Revealing The Conqueror to be an unwitting snuff film, Nunez chronicles the cascading cancer diagnoses that in rapid succession befell Powell, the actor Pedro Armendáriz, Moorehead, and Hayward, all of whom would be dead within 20 years of the production wrapping (Wayne famously dealt with multiple bouts of cancer, but hung on until 1979). In fact, according to a People Magazine article published in 1980, of the 220 cast and crew members reported on, 91 had developed some form of cancer, although it should be noted that many of these people were also heavy smokers and Wayne himself downplayed the role of nuclear fallout in his own ailments. These well documented maladies are contrasted with the less well-known cancer clusters that decimated St. George. We hear testimonials of the then-children of the 1950s recounting classmates showing up to school with amputated limbs and brain tumor scars, with one present-day interviewee confessing that when she was younger she assumed that all of her neighbors contracting cancer was perfectly normal. And it’s here, 80 minutes into the film, that an actual sense of purpose emerges, as Nunez turns his focus to the efforts of St. George residents in the late ’80s to force the U.S. government to accept responsibility for the damage caused to those living downwind and receiving, if not an apology, then at least a kind of acknowledgment of inadvertent harm in the form of financial settlements. Using the national reckoning over Wayne’s death as a way of compelling the U.S. government to grapple with the cost imposed on its citizenry in fighting the Cold War, we hear from victims who share heartbreaking accounts of multiple tragedies, like one woman who lost both her sister and young daughter to cancer in the span of a few weeks (we also learn the U.S. government still denies the child’s sickness was related to the nuclear tests, only accepting responsibility for those who came into direct contact with radiation while refuting the medical abnormalities of their offspring).

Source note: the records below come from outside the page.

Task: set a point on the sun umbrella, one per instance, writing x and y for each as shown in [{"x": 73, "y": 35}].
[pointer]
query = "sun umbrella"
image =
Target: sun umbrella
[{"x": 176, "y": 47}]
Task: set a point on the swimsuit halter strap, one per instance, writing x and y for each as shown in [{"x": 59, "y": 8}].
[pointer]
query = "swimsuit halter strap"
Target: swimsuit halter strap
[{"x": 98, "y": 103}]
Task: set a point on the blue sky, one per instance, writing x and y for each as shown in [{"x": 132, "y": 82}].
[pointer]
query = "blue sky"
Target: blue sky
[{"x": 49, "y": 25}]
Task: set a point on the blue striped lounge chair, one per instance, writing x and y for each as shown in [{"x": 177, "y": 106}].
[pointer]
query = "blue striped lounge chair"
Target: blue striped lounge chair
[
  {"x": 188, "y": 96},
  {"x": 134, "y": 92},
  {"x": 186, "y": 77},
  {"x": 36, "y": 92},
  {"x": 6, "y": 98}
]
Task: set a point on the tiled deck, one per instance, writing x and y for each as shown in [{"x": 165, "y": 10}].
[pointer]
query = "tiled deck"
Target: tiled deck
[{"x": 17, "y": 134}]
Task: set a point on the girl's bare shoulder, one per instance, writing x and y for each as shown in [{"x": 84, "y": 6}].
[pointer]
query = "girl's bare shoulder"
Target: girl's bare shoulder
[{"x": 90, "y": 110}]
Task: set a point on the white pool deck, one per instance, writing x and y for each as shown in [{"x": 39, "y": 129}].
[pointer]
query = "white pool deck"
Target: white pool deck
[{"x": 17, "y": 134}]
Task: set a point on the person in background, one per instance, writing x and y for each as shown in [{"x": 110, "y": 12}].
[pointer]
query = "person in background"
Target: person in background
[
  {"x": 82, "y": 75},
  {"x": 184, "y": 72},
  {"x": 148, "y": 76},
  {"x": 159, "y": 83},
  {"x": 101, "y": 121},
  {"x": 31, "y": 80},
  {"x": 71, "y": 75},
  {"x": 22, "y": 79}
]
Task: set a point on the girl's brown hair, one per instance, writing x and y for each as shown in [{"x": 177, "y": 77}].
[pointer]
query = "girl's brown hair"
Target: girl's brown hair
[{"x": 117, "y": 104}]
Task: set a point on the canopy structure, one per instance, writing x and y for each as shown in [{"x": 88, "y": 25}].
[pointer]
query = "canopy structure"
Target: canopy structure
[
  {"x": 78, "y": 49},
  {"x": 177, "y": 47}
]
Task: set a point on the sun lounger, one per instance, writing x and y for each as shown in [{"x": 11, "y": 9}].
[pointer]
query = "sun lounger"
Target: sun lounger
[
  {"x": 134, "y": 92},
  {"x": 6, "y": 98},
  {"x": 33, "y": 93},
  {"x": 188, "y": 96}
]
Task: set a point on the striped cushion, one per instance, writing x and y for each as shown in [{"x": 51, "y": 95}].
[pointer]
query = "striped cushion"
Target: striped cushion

Charitably, one could claim Nunez is drifting off the infamy of The Conqueror to draw attention to the plight of the still-suffering victims, even mirroring the delayed reparations by burying this material at the end of the nearly two-hour-long documentary. But that doesn’t forgive the ungainliness of the filmmaking, which tends to break its arguments out into dozens of brief chapters, each announced by onscreen quotes that curtail even the possibility of one scene flowing into the next. Nor does that make efforts to conflate Hughes’ mental illness, which found him watching The Conqueror on a perpetual loop while holed up in the penthouse of his Las Vegas casino (these sequences are conveyed by what look to be discarded storyboards from The Aviator), with his alleged regret over the production any less facile. Hughes was guilty of any number of transgressions, ranging from womanizing and paranoia to unseemly taste, but it should be reiterated that he had absolutely nothing to do with the United State’s nuclear program and was, in many respects, as much a victim of the government’s misinformation as anyone else. Presenting the reclusive billionaire as attempting to buy his absolution for the sin of shooting a lousy movie in the desert feels as distasteful as the film he produced.

DIRECTOR: William Nunez;  CAST: Patrick Wayne;  DISTRIBUTOR: Blue Fox Entertainment;  IN THEATERS: June 28;  RUNTIME: 1 hr. 56 min.